Motorola, Inc. today released initial data from HSDPA (High Speed Downlink Packet Access) trials with five major European operators. Speeds of 2.9Mbps have been recorded at the edge of an outdoor UMTS (Universal Mobile Telecommunications System) cell using a single HSDPA device. The trial system matches the capabilities of the commercial HSDPA infrastructure set for launch in the second half of 2005. The trial results are expected to give operators confidence when planning for true high-speed services.
The trials are designed to produce results to enhance the ability of mobile operators and service providers to build optimal performance HSDPA- enabled networks and successfully deploy services on those networks. The results will also help the operators design networks that offer highly reliable 3G connectivity, access and competent service delivery considering a variety of traffic levels, service demand, device and location.
Motorola set up a menu of test options for the participating operators to choose from to allow them to create independent test environments. In this way the trials are tailored to mimic the individual operating conditions of each network, with different access options to measure performance, compatibility and interoperability.
With HSDPA, operators will benefit from increased operating efficiency, greater user capacity and improved customer satisfaction. During the trials, services ranging from e-mail, video streaming, music downloads and web browsing are being tested for speed, capacity and data quality from normal to high-traffic conditions. Motorola will be especially looking for areas where performance can be enhanced further.

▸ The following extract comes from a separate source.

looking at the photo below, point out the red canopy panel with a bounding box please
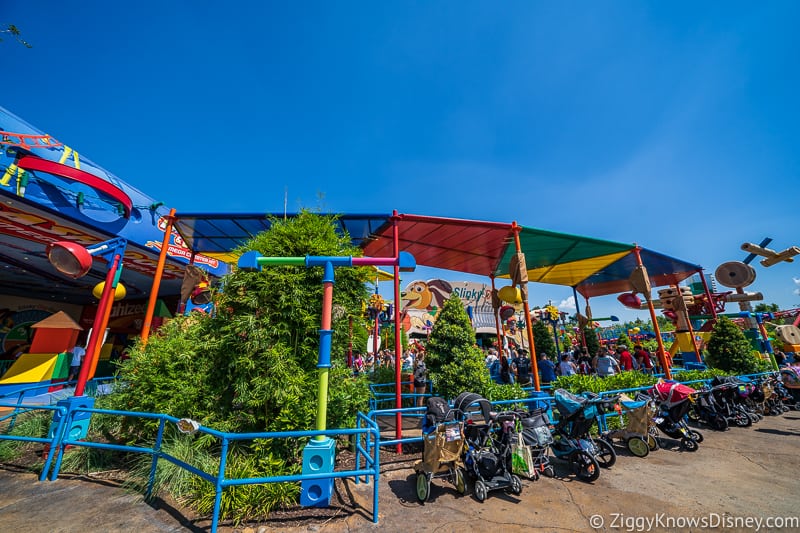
[361,213,514,276]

Raghu Rau, corporate vice president for marketing for Motorola's networks business explains, "Pivotal to the commercial success of HSDPA is the expected performance compared to UMTS and ensuring that the correct expectations are set. That is one of the aims of conducting trials under real-life conditions. To this end Motorola is enabling the operators to emulate loaded networks. At launch, with relatively low numbers of subscribers, the performance may far exceed these average data rates and this is why it is far more instructive to consider performance of networks working at full capacity with high traffic users since this more closely reflects the ultimate commercial setting."
Rau continues, "All new releases in 3G telephony standards have a peak network speed. The first systems will support a peak of up to 3.6Mbps on the downlink. These are ideal rates, but in reality, with networks working at full capacity (e.g. each user downloading 2 music albums an hour), Motorola estimates that the average user throughputs will be approximately between 500kbps and 1.5Mbps during the download. Overall HSDPA will appear to the user between 3 and 10 times faster than UMTS. This differential will increase as the cell size gets smaller."
HSDPA data transmission speeds to the end user will be similar to today's fixed broadband services and should enable operators to both realize greater margins from existing offerings while launching new data rich products at competitive prices. It also promises to smooth the transition of services like video streaming and music downloads from 'high potential' to commercially viable.